Dos maneras de leer las cuentas
El Ministerio de Inclusión, Seguridad Social y Migraciones sostiene que el déficit del sistema se ha reducido y cerró 2025 en el 0,4% del PIB, el nivel más bajo desde 2011, apoyado en el fuerte crecimiento de los ingresos por cotizaciones sociales, que aumentaron un 6,9% interanual.
Sin embargo, algunos economistas y centros de análisis advierten de que esa fotografía cambia cuando se excluyen las transferencias estatales. La Fundación de Estudios de Economía Aplicada (Fedea) estimó que el desequilibrio financiero de la llamada “Seguridad Social ampliada”, sin contar ese apoyo presupuestario, rondaría los 69.800 millones de euros en 2025.
Es decir: una parte relevante del debate reside en si esas transferencias deben considerarse un rescate recurrente o una financiación ordinaria de gastos impropios que históricamente asumía la Seguridad Social.
Por qué el Estado transfiere dinero
En los últimos años, el Gobierno ha defendido que determinadas prestaciones no contributivas o políticas sociales deben pagarse con impuestos generales y no con cotizaciones laborales. Bajo ese criterio, el traslado de recursos desde el Estado a la Seguridad Social sería una corrección contable más que una anomalía.
Entre esos conceptos figuran complementos a mínimos, prestaciones familiares o parte del Ingreso Mínimo Vital. La AIReF, no obstante, ha pedido claridad metodológica y mayor transparencia en la evaluación de sostenibilidad del sistema.
El verdadero desafío: demografía y empleo
Más allá del debate técnico, los expertos coinciden en que el principal reto está en la evolución demográfica. España gana esperanza de vida, pero también aumenta el número de pensionistas. Eso obliga a financiar más prestaciones durante más tiempo.
Al mismo tiempo, la sostenibilidad depende del mercado laboral: salarios, empleo estable, productividad y cotizaciones. Si la economía crece y crea empleo, la presión se reduce. Si llega una recesión, el sistema vuelve a tensionarse.
Ese es el punto en el que inciden las advertencias más críticas: una crisis económica reduciría ingresos mientras mantiene el gasto elevado.

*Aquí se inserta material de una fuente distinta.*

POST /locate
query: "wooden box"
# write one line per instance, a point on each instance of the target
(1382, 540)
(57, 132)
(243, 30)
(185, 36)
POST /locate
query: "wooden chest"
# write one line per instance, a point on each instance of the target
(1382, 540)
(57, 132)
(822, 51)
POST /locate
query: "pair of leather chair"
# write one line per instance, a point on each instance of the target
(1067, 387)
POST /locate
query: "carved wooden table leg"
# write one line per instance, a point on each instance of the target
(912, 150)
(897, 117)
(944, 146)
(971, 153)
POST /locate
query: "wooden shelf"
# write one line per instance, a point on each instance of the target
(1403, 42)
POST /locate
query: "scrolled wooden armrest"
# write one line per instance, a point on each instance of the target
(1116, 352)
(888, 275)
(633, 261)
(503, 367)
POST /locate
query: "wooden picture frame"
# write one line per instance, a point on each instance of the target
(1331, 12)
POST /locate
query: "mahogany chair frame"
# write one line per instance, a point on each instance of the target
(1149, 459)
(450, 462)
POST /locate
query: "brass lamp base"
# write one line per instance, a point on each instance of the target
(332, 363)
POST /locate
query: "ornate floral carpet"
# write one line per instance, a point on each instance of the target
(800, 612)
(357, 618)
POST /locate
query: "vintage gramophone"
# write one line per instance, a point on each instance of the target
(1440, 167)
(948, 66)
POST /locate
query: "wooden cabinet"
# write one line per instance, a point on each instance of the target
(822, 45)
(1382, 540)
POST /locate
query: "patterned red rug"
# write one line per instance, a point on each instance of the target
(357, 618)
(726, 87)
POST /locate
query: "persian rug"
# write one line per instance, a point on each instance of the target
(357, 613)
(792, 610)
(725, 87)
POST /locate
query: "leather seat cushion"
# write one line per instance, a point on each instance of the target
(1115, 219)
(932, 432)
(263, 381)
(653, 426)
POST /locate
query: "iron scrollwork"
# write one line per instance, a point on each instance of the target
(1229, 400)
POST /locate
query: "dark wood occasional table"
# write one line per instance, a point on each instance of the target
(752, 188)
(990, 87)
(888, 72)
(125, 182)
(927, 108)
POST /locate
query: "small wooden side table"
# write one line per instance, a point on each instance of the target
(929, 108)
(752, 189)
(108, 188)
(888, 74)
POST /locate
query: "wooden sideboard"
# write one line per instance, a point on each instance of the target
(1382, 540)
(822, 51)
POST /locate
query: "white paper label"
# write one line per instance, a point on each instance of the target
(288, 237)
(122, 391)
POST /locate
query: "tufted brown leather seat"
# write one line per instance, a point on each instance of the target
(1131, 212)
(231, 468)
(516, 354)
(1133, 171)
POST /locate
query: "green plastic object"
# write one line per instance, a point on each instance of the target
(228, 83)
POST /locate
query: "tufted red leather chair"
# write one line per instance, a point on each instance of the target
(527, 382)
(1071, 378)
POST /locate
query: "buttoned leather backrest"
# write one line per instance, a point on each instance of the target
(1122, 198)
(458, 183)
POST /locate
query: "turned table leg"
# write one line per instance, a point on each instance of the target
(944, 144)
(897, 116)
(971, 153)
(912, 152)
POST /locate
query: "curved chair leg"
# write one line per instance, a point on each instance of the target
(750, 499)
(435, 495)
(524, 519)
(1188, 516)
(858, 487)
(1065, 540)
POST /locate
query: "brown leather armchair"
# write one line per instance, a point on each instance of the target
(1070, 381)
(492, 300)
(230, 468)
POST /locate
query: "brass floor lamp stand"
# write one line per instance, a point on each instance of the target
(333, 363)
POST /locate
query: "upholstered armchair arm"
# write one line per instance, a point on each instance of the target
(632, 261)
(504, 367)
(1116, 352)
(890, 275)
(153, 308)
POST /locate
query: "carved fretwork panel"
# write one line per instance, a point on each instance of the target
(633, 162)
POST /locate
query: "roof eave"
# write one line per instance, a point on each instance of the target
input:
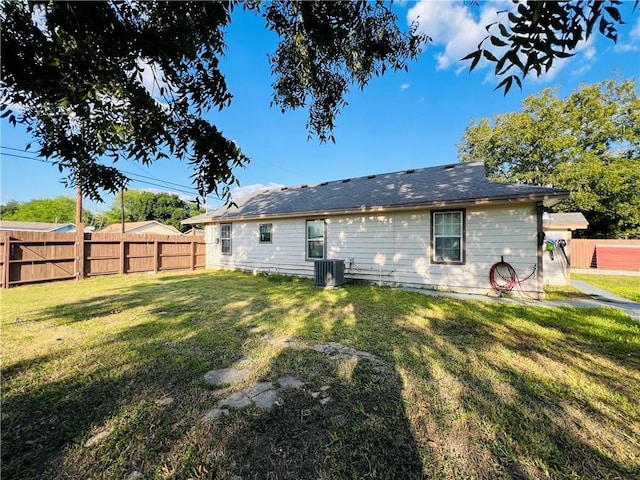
(548, 199)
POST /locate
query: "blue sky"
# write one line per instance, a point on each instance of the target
(400, 121)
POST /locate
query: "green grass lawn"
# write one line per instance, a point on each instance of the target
(470, 389)
(622, 285)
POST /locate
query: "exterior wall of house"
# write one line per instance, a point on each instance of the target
(390, 249)
(556, 270)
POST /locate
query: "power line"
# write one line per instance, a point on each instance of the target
(166, 184)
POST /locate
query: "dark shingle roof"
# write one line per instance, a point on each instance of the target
(434, 186)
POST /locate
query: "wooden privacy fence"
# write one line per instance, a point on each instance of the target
(614, 254)
(30, 257)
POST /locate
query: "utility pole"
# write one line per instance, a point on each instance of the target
(79, 231)
(122, 210)
(79, 225)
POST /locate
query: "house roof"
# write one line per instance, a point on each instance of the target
(34, 226)
(131, 227)
(441, 186)
(566, 221)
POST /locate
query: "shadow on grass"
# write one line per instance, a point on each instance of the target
(466, 393)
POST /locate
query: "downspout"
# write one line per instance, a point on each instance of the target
(540, 250)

Qué medidas están en marcha
Las últimas reformas han introducido mecanismos para reforzar ingresos, como el Mecanismo de Equidad Intergeneracional (MEI), una cotización adicional destinada al Fondo de Reserva. En 2025, estos ingresos crecieron un 33% y superaron los 4.900 millones de euros.
Además, se han incentivado carreras laborales más largas, penalizado jubilaciones anticipadas y mejorado incentivos para retrasar la retirada.
Madrid y el impacto regional
Para comunidades como Madrid, con fuerte peso del empleo privado y alta afiliación, la evolución de la Seguridad Social tiene un efecto directo. Más ocupación implica mayores cotizaciones, pero también un futuro aumento del número de pensionistas.
El debate no es ideológico únicamente: afecta a impuestos, salarios, empresas y estabilidad presupuestaria.
La pregunta clave
¿Está en riesgo inmediato el pago de las pensiones? Hoy, no. España cuenta con capacidad financiera, acceso a mercados y respaldo institucional europeo. Pero el consenso técnico es claro: sin crecimiento económico sostenido, empleo robusto y ajustes periódicos, el sistema exigirá cada vez más recursos públicos.